Recording the test run as a video

One of the parallel states in the state machine is to record the video of the test execution. To record the test run as a video, we use headful Chrome and Firefox and need a display where the headful browser can launch. Because we can’t have a graphical display in both Lambda and Fargate, we use X virtual framebuffer (Xvfb) and PyVirtualDisplay, which is a Python wrapper for Xvfb. In this example, we set the DISPLAY environment variable to :25 in the Lambda function and Fargate container, then start the Xvfb on display :25. We use FFmpeg to listen to input on display :25 in x11grab format and write output to a file in .mp4 format. When the recording is complete, you upload it to Amazon S3 from the local file system.

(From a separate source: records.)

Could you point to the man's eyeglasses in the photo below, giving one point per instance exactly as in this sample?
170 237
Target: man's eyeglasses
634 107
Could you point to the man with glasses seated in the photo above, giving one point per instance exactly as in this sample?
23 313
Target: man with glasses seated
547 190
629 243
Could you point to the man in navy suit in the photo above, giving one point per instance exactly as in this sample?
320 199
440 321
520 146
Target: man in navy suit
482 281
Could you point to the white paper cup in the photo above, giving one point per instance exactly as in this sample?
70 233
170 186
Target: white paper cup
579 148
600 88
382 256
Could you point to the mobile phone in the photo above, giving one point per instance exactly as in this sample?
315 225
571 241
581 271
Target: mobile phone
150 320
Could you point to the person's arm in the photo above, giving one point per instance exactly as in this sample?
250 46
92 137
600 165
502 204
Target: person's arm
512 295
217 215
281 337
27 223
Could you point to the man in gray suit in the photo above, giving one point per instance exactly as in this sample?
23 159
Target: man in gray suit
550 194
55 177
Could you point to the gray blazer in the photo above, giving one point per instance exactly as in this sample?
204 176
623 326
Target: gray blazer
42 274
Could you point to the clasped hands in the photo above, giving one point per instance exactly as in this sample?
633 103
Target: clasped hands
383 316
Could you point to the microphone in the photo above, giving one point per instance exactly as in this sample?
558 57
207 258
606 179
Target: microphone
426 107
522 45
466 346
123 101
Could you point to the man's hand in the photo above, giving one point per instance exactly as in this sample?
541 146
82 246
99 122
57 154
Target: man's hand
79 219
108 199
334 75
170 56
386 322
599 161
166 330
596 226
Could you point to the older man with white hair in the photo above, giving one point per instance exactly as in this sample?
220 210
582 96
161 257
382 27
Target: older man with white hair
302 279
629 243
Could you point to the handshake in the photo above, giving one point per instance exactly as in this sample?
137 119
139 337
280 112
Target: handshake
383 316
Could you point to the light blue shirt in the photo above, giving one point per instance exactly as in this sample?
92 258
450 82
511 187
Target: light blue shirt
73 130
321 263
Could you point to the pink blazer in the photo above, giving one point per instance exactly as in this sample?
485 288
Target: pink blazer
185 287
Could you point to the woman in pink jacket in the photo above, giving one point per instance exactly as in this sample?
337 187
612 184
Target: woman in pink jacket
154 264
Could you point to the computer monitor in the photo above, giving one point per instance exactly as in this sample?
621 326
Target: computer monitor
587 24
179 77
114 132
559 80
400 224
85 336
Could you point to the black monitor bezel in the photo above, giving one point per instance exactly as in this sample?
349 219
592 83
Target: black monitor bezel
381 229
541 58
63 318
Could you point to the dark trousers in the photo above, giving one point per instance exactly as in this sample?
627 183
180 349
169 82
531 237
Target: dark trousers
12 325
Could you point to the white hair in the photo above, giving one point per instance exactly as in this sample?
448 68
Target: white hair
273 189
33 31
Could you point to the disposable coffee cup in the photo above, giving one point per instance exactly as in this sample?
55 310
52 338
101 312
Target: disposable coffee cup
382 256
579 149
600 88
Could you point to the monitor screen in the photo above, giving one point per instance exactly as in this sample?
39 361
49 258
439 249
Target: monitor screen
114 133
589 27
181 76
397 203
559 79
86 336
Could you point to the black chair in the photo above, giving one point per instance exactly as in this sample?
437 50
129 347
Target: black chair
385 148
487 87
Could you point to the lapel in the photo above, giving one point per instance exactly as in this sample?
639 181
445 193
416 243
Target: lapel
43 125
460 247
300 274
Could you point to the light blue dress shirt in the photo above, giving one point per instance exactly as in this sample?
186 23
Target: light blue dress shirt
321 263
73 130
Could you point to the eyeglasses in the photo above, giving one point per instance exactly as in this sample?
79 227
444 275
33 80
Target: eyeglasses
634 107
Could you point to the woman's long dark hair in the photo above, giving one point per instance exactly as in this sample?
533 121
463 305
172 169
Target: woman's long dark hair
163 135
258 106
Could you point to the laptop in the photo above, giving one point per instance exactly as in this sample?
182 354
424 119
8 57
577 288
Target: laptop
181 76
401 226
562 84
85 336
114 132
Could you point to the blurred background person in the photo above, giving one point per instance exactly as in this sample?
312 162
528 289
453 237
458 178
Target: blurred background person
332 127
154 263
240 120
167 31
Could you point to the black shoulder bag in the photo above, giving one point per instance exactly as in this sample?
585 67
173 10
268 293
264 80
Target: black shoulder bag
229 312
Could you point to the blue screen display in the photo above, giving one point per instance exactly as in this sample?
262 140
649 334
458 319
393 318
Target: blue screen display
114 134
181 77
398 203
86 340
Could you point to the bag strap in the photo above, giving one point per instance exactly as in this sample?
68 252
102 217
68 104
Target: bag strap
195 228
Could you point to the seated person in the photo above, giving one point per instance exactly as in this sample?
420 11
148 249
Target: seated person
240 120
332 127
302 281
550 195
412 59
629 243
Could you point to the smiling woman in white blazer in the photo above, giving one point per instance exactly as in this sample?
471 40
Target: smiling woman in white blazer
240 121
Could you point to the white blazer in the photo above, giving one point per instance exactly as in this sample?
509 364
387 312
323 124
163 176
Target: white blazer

Recording video might need additional compute resources and run longer than needed for only running the tests. Therefore, you can conditionally record video (rerun a failed test to record it as a video for debugging).

GIF of text execution recordeed as video

Clean Up To clean up the resources delete the following resources.

  • CloudFormation stack with a prefix SUIT-Prod-Stack-
  • CloudFormation stack that you created with pipeline.yaml template.
  • Two S3 buckets that was created by the pipeline stack which follows the below naming convention.
    • <PIPELINE_STACK_NAME>-codepipeline-artifact-<ACCOUNT_ID>-
    • <PIPELINE_STACK_NAME>-test-output-<ACCOUNT_ID>-

Conclusion

In this post, I showed how you can build a container image to use in both Lambda and Fargate. We integrated UI testing as part of the continuous delivery pipeline using CodePipeline, CodeBuild, AWS CloudFormation, and Step Functions.

You can extend this approach beyond UI testing and integrate complete automated testing using AWS Developer Tools and Serverless technologies.